Italiano viu lacuna no mercado
Quando chegou ao Brasil, há três anos, e percebeu que o mercado de molhos prontos artesanais era praticamente inexistente, o italiano Giovanni Luchini repetiu o raciocínio clássico do vendedor de sapatos que se alegra ao desembarcar num país onde todos andam descalços. Se os molhos artesanais ainda são pouco difundidos por aqui, é sinal de que existe um enorme mercado consumidor, pensou.
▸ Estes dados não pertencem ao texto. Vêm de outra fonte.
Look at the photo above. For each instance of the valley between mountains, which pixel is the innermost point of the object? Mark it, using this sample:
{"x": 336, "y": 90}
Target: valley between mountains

Depois de fazer algumas consultas às prateleiras de supermercados, Luchini não teve dúvidas: montaria, no Brasil, uma empresa capaz de produzir a legítima salsa italiana.
O início foi tímido, e a notícia do novo molho brasileiro saiu da modesta cozinha de Luchini para circular apenas na sua roda de amigos mais próximos. Com o tempo, a combinação diferenciada de temperos, o uso de produtos frescos e sem corantes, conservantes ou outros disfarces fez crescer o número de encomendas. Formada a clientela piloto, Luchini precisava, então, colocar seus planos iniciais em prática.
A vinda para Curitiba - Luchini estava morando no Rio de Janeiro - coincidiu com o encontro de sua primeira sócia, a ex-funcionária pública Maria Emília Baggio Monclar. Sem capital suficiente, mas com muita força de vontade, como ela própria se define, Maria Emília deixou seu emprego de mais de 17 anos numa das secretarias do Governo para buscar um terceiro sócio, capaz de tornar possível a criação da SaborItália Comércio e Indústria de Alimentos.
Da união com Patrick Speck surgiu então a possibilidade de utilizar parte da estrutura da Panaísa, empresa familiar de cogumelos situada em Piraquara, na Região Metropolitana de Curitiba. Apesar das dificuldades - ainda existentes - para obter os financiamentos, a principal parte da receita já estava pronta.
TiposOs seis tipos de molhos - Ortolana (tomate), Salsa de Funghi (tomate com cogumelos), Salsa madeira com Funghi, Funghi Trifolati (cogumelo temperado), Ragu di Carne (carne moída) e Ragu di Carne com Funghi (carne com cogumelos) e os dois tipos de patês - Patê de Funghi e Salsa di Frantoio (azeitonas pretas) - são produzidos diretamente por Luchini, que supervisiona a equipe de cinco funcionários que a empresa mantém. Por enquanto, os produtos estão sendo vendidos apenas nas lojas de uma grande rede de supermercados de Curitiba.
Os produtos são cuidadosamente embalados a vácuo e em vidros esterilizados, e os proprietários garantem que não recebem a adição de corantes ou conservantes. Os preços dos potes de 240 gramas e 330 gramas variam entre R$ 3 e R$ 3,50. (C.P.)